Daniel Jabbour, 23, was charged with intent to distribute. Still, the offense was considered minor enough to qualify his case for dismissal pending drug treatment. His employer retained him, and he won’t have a record. But Jabbour, a university senior weeks from graduation, has been permanently expelled from his private university, the Stevens Institute of Technology.

He will have to decide later whether to move forward with a computer-science career without a bachelor’s degree or to invest in the year or two of extra college courses to graduate from a new university.

“I saw cannabis as something that was not going to risk your career,” Jabbour said. “It’s not generally regarded as a problem by students.

“What this has taught me is the consequences really don’t fit the crime,” he said. “It’s not worth it.”

Clean the slate

The most obvious way to avoid such a problem is to avoid using drugs, as well as the cars and apartments of those who do. No matter your beliefs, the fact remains that they’re against the law.

If arrested, hire a lawyer. Work to have the charge reduced or dismissed. Many states will dismiss a first offense with approved treatment. Before accepting a plea, consider the long-term implications of any record.
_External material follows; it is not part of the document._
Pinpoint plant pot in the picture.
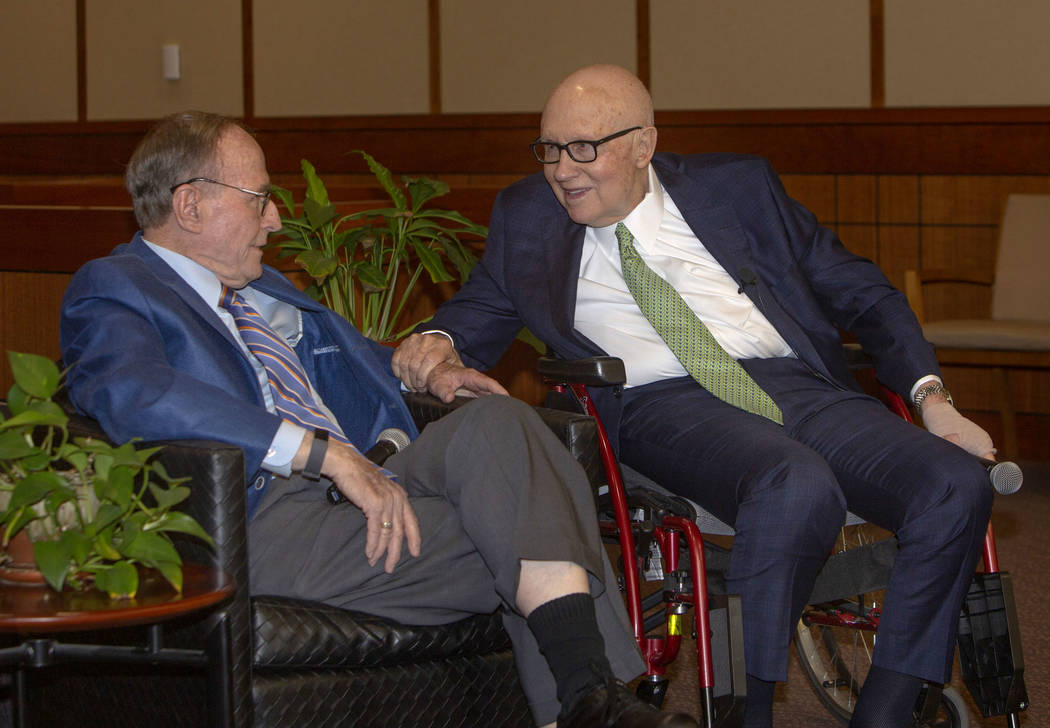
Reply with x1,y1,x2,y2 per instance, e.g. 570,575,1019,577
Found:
0,528,44,585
If you have already have a record:

  • Don’t lie about it. Not all employers will disqualify you for a drug incident. They will disqualify you, however, if you’re dishonest. “I’ve had so many employers tell me, ‘Gosh, if they’d just told me about it I would have hired ’em. Now I can’t,'” said Callahan, of Employment Screening Services
  • Learn your rights. Research the laws in your state. Some arrests, or even minor convictions, cannot be considered after a certain period of time.
  • Find out if state law provides a remedy for relief. See the guide at The Sentencing Project. There are different rules, including relief from a particular professional sanction.
  • Check the Web site of the court where you received the conviction. Some have downloadable expungement packets to get you started. Call the public defender’s office or a legal-aid group to find expungement clinics. Also search for “post-conviction relief” or “pardon.”
  • Make sure that online companies offering instant relief are doing more than simply charging you for forms that you can get at the courthouse.